A: There are a number of possible sources of inaccuracy:
First and foremost, the program is based upon a convenient fiction. Without getting too technical, the program makes the assumption that a person's first and last names are independent of one another. What this means is it assumes that the probability of a person having a particular first name is the same no matter what last name they have. It isn't.
So, for example: The program assumes that the chance that your first name is "Juan" is the same, regardless of whether your last name is "Arteaga" or "Epstein". Episodes of Welcome Back Kotter aside, we would hazard a guess that there are not that many people in the U.S. actually named "Juan Epstein". Depending upon what your family name is, it makes certain first names more likely, and certain others less likely. The program cannot compensate for that.

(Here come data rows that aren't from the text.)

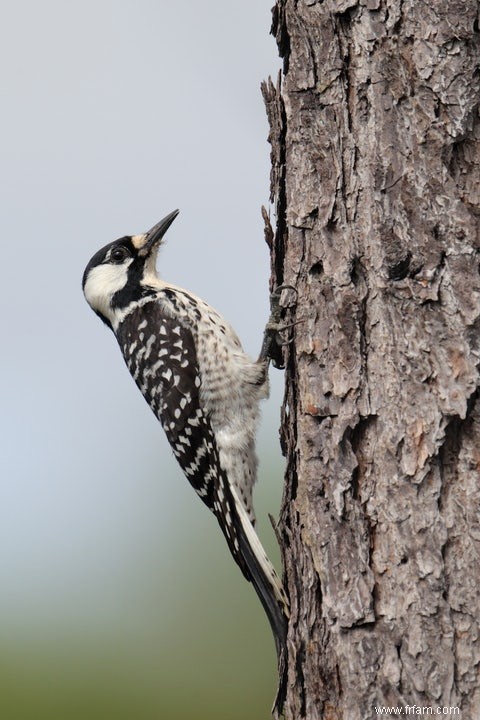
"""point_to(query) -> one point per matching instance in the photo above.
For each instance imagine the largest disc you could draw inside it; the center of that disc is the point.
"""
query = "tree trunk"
(375, 139)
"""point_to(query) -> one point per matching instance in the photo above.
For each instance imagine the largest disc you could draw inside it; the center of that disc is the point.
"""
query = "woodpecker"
(191, 369)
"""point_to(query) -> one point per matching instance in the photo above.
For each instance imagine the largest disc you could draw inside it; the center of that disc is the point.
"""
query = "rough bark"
(375, 137)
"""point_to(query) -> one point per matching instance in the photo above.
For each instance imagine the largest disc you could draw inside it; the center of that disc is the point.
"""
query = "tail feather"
(251, 557)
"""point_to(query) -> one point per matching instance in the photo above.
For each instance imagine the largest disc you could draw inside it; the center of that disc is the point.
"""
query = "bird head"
(122, 271)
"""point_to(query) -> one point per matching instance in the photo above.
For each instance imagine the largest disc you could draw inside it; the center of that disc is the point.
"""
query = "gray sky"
(113, 114)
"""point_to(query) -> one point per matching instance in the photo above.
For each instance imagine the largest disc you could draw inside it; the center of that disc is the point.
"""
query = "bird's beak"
(146, 243)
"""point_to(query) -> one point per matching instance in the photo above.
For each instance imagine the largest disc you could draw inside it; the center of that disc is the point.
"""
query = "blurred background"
(118, 598)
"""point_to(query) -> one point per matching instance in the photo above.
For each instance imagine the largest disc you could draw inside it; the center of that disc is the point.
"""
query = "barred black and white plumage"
(190, 367)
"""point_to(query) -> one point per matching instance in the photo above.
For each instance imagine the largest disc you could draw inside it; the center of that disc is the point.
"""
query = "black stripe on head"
(100, 256)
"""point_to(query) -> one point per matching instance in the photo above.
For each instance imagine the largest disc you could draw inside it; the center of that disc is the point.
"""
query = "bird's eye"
(118, 255)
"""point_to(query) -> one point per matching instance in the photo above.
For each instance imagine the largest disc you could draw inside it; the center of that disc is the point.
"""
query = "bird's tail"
(250, 555)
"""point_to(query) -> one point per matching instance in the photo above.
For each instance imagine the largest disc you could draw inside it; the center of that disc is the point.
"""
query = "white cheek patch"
(102, 283)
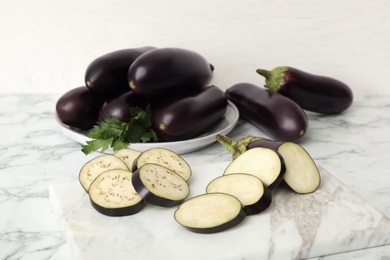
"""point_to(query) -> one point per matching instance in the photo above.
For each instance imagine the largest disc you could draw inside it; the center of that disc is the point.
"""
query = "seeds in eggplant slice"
(127, 155)
(112, 193)
(302, 174)
(159, 185)
(100, 164)
(166, 158)
(249, 189)
(261, 162)
(210, 213)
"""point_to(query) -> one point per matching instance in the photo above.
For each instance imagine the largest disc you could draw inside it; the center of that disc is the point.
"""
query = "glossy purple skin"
(121, 105)
(108, 73)
(169, 70)
(316, 93)
(79, 108)
(277, 115)
(185, 117)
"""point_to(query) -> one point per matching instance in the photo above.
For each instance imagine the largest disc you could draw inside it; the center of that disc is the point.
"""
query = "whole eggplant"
(108, 73)
(121, 105)
(169, 70)
(277, 115)
(79, 107)
(312, 92)
(185, 117)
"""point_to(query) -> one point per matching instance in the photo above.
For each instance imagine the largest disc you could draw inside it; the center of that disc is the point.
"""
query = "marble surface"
(331, 220)
(352, 146)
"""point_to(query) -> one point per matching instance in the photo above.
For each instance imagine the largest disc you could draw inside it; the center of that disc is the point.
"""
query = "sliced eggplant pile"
(250, 190)
(166, 158)
(159, 185)
(210, 213)
(112, 193)
(128, 156)
(96, 166)
(264, 163)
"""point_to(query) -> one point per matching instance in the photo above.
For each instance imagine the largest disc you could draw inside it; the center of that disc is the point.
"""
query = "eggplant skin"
(275, 114)
(79, 108)
(314, 93)
(181, 118)
(108, 73)
(169, 70)
(120, 106)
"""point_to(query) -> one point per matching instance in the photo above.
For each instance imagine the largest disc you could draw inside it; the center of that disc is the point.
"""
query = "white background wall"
(46, 45)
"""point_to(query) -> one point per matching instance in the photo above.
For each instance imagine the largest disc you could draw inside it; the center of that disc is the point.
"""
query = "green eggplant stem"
(237, 147)
(273, 78)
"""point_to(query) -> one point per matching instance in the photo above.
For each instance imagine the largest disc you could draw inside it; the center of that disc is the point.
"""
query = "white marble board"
(331, 220)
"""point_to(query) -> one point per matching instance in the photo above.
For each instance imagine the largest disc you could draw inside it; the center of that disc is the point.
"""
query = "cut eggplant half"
(112, 193)
(159, 185)
(266, 164)
(250, 190)
(96, 166)
(166, 158)
(302, 174)
(210, 213)
(128, 156)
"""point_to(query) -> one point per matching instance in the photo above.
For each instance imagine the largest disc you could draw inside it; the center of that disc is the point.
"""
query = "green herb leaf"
(111, 132)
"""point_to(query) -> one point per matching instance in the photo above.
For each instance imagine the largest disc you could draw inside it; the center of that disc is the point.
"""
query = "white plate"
(224, 126)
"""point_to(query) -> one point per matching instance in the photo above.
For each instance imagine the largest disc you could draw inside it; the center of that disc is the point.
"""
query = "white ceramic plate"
(224, 126)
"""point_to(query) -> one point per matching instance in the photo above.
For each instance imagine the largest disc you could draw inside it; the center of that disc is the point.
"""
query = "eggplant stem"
(226, 142)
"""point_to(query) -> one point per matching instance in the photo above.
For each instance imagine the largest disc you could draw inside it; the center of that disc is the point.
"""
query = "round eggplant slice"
(250, 190)
(159, 185)
(112, 193)
(128, 156)
(96, 166)
(166, 158)
(210, 213)
(266, 164)
(302, 174)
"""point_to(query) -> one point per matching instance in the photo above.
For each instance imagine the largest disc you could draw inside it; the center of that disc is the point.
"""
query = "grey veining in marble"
(33, 154)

Second, the data is old. The data for this program comes from the U.S. Census Bureau's 1990 and 2000 censuses. That makes the data between 9 and 19 years old. This is the most recent name data available from the Census Bureau (the 2000 census did not include data for first names), but it is still old, and the accuracy may be slightly questionable.
Third, the data appears biased towards more formal versions of names. The data comes from forms mailed to the Census Bureau. It appears most people put their full, formal version of their name on the forms rather than a nickname. So, for example people who normally call themselves "Bill" would likely tend to put the name "William" on an official Census form. In fact, the data shows the name "William" outnumbering the name "Bill" 20 to 1. So, it appears that nicknames are under-represented in the statistics, and full formal names are over-represented in the statistics.
Fourth, not every name is on the list. A certain number of instances of a name were required to even make the list. About 10% of all responses were not included on the list because they appeared too few times. So, uncommon names are not represented on the list.
Fifth, we failed to make the required blood sacrifices to the gods of programming and statistics. Surely they will plague our endeavor with errors and inaccuracies.
Q: Can I use data from this site in my report / project / masters thesis / wikipedia article?
Sure. However, we take no responsibility for any merciless mocking from your teachers and/or peers for using questionable data. Kidding aside, please don't cite this in any sort of scholarly / semi-scholarly setting. It really isn't accurate enough to be used as a serious source.